The Adventures of Panzer is a series of games made using a special program that lets you make games on the NES easier. In fact, I read that for a while you could even buy cartridges of them. And now you can download the two games on most current consoles (reviewed on PS4 here). Panzer is a knight with a colorful past and boorish anti-hero style personality, and he goes on adventures with his so-called friends. Gameplay-wise, the games kind of remind me of Legacy of the Wizard, but a bit more straightforward and platform action oriented. But let’s take a look at the games on this collection!

The Adventures of Panzer
In the first game, you just play as Panzer, who can run, jump, and use a sword as a short range attack. Collect potions to use magic spells by pressing up and B, and use the select button to cycle through them. You can heal yourself as well as shoot projectiles in an arc or a straight line, for instance. You’ll tromp through 2D stages, defeating midbosses and main bosses to finish the levels.

The Adventures of Panzer 2
Graphically the sequel is a bit more colorful than the first, but otherwise it’s pretty much the same. Now not only can you play as Panzer, but you can switch out to other characters, too. In the tutorial stage, you can use all characters, but once you finish that you can select a stage and bring one other character with you. Panzer has most of his standard skills from the first game, and when you press select you can switch to another character. One fires long distance arrows and can climb walls like Mega Man X. Another can throw bombs, and one can shoot magic that can freeze water that you can use as platforms.

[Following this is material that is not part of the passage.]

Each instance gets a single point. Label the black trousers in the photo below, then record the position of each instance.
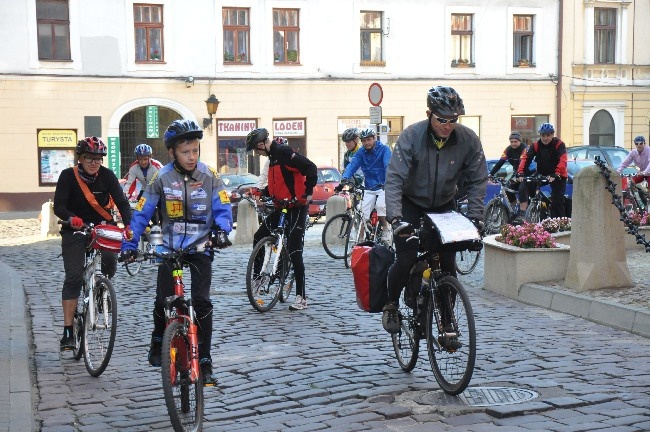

My main problem with these games is that they are too darn hard, thanks to bad enemy placement and unfair bosses. And when you lose all your lives and get a Game Over, you can’t continue (at least not that I’m aware of). Luckily you can activate cheats that let you have infinite health and lives, if you just want to plow through everything. But even then it didn’t keep me interested. The game comes with a neat virtual instruction booklet, though, which I liked. And there’s a neat cameo from Dungeons and Doomknights, another NES style game I reviewed recently.

Kid Factor:
The Adventures of Panzer Legacy Collection is rated E-10 with ESRB descriptors of Alcohol Reference, Mild Blood, Mild Language, and Fantasy Violence. Most of that is just in the text only, and you just hit pixel enemies with swords and magic and that’s it. Reading skill is helpful and younger gamers may find it too difficult.